Promote the URL early
Avatok generates the public event URL the moment you publish. Get it into your DMs, email list, and pinned post within 24 hours. The two-week runway is what lets a first event sell out; same-day promotion almost always under-performs.
Prep: the week of
Run a test broadcast 24 hours out
Avatok's test-broadcast tool runs the same streaming pipeline as the real event without going public. Use it. Check:
- Camera framing — eye level, not chin level.
- Audio level — peaks around −6 dB, not clipping.
- Bandwidth — sustained 6 Mbps upload for 1080p (3 Mbps for 720p).
- Background — no laundry, no glare, no surprising body parts.
- Lighting — face lit from the front, not the back.
Wire up the deck or notes
If you're teaching, have the slides ready. Open them in a second window or on a second monitor. Don't share-screen until you're sure it works — share- screen failures derail more first events than anything else.
Write your opening and closing
The first two minutes and the last two minutes are what attendees remember. Write them. Practice them. Don't wing it.
Send a reminder email
Avatok sends automatic reminders, but a personal note 24 hours out with the link and a one-line "here's what we'll do tomorrow" lifts attendance meaningfully.
Run: the day of
One hour out
- Eat. Hydrate. Use the bathroom.
- Close every app that could ping you. Slack, email, calendar alerts.
- Mute your phone (not silent — properly off).
- Put a "do not disturb" note on your door if relevant.
Fifteen minutes out
Open the control room. Confirm camera, mic, lighting. Smile at yourself in the preview. Click Start broadcast. Stream goes live but attendees stay in the lobby.
Five minutes out
Open the lobby so attendees can come in. Greet people by name as they arrive. Casual energy. Don't start the formal content yet.
Start time
Deliver your prepared opening. Land it. Then move into the body.
During
- Watch the chat. Address questions as they come in.
- Pin announcements (start time of Q&A, link to next event, link to download the deck) so they stay visible.
- Don't check the viewer count. It will distract you.
- Hit your time markers. If you said the Q&A starts at +45 min, start it at +45.
Closing
Three things in the last five minutes:
- A brief recap of the most important takeaway.
- One specific next action: a follow-up product, a 1:1 booking link, a sign-up to a mailing list, your social handle.

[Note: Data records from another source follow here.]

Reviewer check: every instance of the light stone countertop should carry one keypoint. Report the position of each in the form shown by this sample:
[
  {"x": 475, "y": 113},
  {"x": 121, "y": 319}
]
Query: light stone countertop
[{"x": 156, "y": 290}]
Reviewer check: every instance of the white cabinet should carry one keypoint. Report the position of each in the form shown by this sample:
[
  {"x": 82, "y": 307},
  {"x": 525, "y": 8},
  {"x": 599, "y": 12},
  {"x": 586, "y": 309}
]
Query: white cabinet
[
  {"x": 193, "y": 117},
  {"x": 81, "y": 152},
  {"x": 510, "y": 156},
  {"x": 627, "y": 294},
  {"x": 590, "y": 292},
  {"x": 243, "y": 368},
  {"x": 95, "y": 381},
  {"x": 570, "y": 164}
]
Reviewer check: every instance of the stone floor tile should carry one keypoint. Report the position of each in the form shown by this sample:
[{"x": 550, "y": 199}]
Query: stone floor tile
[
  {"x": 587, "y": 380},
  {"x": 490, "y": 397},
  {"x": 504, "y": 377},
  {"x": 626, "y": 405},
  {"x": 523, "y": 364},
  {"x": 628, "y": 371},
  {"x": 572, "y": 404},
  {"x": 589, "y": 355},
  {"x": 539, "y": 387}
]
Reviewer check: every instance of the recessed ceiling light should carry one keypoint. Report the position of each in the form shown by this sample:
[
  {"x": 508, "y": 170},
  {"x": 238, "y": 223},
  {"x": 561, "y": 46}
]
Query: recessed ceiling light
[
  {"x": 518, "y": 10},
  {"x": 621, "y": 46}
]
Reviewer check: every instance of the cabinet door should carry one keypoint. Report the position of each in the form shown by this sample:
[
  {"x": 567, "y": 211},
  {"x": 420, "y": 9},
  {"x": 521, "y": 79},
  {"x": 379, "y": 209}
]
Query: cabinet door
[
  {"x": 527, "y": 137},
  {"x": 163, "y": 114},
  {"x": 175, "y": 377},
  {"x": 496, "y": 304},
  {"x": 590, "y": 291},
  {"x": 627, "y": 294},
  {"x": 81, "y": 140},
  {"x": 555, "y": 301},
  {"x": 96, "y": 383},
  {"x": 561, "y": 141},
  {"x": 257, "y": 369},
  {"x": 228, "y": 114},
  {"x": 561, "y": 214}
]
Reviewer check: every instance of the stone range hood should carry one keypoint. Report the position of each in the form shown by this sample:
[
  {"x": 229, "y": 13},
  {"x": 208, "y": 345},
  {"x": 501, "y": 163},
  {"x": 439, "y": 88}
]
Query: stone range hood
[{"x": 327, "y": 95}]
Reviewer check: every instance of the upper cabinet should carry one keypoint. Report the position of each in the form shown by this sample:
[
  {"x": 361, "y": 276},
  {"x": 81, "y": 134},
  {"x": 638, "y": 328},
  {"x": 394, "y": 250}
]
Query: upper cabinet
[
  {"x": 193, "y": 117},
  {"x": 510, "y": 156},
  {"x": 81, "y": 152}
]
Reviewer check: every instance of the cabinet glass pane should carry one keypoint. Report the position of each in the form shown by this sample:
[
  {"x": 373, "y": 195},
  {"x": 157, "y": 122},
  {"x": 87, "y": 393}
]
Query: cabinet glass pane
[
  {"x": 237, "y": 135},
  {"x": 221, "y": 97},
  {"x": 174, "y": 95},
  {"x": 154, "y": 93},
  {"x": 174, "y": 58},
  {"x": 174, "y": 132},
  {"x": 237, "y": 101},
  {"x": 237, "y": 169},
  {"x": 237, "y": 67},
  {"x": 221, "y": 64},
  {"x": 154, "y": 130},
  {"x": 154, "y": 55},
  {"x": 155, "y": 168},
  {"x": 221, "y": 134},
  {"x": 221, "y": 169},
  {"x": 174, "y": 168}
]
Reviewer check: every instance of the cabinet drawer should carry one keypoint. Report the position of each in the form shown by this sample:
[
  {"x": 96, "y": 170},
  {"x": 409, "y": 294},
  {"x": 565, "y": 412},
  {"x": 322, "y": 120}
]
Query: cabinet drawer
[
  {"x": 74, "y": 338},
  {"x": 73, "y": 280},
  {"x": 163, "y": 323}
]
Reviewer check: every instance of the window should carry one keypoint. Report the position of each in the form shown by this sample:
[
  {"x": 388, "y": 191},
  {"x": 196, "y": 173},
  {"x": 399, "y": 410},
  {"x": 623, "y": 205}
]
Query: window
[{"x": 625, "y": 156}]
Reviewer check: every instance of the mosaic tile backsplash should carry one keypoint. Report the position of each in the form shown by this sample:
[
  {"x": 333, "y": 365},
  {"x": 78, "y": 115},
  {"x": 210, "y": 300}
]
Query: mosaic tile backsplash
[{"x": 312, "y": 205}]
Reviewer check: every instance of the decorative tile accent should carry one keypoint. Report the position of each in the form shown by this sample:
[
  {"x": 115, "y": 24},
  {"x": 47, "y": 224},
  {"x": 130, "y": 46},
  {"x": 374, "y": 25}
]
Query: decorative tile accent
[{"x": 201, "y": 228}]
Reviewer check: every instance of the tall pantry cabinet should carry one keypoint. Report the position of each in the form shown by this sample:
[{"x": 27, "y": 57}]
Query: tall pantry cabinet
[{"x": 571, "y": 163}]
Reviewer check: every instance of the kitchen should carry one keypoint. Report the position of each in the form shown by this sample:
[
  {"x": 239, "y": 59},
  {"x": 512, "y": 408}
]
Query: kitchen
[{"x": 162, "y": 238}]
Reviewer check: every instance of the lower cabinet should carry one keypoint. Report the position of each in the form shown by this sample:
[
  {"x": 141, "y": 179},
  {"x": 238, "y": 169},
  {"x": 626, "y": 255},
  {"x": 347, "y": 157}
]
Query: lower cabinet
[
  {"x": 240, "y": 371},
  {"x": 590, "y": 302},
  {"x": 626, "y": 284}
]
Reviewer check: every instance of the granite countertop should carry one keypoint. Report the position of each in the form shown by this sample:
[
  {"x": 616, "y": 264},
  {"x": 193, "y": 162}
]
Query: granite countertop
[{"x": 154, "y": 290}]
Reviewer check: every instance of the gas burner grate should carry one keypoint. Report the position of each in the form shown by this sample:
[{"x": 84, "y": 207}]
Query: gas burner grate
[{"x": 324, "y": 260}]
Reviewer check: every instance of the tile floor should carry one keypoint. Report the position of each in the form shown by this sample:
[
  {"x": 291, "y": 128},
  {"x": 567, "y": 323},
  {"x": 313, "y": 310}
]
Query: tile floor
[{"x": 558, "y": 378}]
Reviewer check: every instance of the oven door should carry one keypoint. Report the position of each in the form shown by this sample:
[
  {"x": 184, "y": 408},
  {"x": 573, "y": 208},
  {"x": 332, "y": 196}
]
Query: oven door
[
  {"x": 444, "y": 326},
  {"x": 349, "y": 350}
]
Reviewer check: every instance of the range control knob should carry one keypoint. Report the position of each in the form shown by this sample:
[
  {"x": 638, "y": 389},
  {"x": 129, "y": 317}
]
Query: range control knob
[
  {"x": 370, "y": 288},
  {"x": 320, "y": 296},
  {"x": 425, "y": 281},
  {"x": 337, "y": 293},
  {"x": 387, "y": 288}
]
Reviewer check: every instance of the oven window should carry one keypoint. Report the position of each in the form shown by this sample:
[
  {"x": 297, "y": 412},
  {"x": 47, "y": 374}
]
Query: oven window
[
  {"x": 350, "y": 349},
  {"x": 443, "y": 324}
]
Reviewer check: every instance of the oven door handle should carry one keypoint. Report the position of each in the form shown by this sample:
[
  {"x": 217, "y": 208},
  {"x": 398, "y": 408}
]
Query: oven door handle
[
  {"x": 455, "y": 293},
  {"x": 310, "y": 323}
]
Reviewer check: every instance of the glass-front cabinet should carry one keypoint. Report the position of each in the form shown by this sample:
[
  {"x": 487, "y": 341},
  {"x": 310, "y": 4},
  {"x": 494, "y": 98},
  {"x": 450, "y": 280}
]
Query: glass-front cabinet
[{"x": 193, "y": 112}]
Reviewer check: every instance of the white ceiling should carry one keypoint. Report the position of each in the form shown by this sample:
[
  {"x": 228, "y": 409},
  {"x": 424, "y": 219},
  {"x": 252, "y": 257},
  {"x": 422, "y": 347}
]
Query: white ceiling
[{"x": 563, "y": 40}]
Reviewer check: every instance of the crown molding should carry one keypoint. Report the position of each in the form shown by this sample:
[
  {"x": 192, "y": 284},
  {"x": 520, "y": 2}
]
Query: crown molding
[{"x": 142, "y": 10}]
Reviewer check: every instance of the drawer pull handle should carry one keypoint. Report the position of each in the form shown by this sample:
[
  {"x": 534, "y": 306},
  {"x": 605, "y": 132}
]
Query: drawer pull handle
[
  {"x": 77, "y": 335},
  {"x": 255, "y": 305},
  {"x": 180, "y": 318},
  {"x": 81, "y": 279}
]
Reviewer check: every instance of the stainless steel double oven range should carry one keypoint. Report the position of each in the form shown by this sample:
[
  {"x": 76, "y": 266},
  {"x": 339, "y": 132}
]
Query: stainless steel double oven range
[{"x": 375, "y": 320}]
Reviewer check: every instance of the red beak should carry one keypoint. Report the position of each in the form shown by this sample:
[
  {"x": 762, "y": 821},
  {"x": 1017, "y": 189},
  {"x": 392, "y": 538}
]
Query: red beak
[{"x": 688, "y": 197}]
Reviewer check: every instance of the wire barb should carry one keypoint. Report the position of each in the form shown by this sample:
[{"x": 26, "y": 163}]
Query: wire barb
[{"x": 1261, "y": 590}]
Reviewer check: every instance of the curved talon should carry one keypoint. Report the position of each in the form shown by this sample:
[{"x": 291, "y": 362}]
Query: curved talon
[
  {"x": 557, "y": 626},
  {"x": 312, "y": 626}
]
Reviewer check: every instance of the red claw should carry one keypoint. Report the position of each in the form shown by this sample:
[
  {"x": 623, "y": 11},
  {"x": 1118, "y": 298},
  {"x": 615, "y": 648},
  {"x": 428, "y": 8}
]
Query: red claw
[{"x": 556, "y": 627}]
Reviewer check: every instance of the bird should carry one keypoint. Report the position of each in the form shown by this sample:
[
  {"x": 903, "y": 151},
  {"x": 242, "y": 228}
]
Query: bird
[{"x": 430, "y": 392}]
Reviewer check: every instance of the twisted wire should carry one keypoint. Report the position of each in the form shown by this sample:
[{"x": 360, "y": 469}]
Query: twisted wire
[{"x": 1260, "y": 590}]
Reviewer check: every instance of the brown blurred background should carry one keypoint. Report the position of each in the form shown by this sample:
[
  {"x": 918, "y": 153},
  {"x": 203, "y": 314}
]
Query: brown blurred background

- Sincere thanks. Tell them when the next event is.
End cleanly
Click End broadcast. Don't leave the stream open after the goodbye. The platform settles the bookings, files the recording, and starts the wallet credit path automatically.
Recover: the day after
Send a thank-you email
Within 24 hours. To every attendee. Two sentences thanking them, one sentence recapping the takeaway, one link to whatever you want them to do next. This single email is the highest-ROI marketing move you make all week.
Review the recording
If you opted into recording, watch the playback at 1.5×. Note three things to do differently next time. The fourth event is materially better than the first because of what you learned in the first three.
Pull the metrics
From the event dashboard: tickets sold, attendance rate (attended ÷ tickets), average watch time, tips received, end-of-event 1:1 booking conversion. Save these in a spreadsheet. After three events the pattern emerges.
Schedule the next one
Don't wait. The audience just paid for one event; they're your warmest possible audience for the next. Set the next event within seven days of the first.
What to skip on the first event
- Production polish. Don't spend a week building a fancy intro animation. Audiences don't notice; the show notices when you spent the prep time on the wrong thing.
- Guest speakers. Two-person dynamics double the variables. Run a solo first.
- Multiple products in one event. Don't teach, sell a course, do live commerce, and run a Q&A in a single 60-minute event. Pick one.
That's the checklist. If you follow it end-to-end the first event won't be perfect — they never are — but it will be good enough that the second one is better. That compound improvement is the whole game.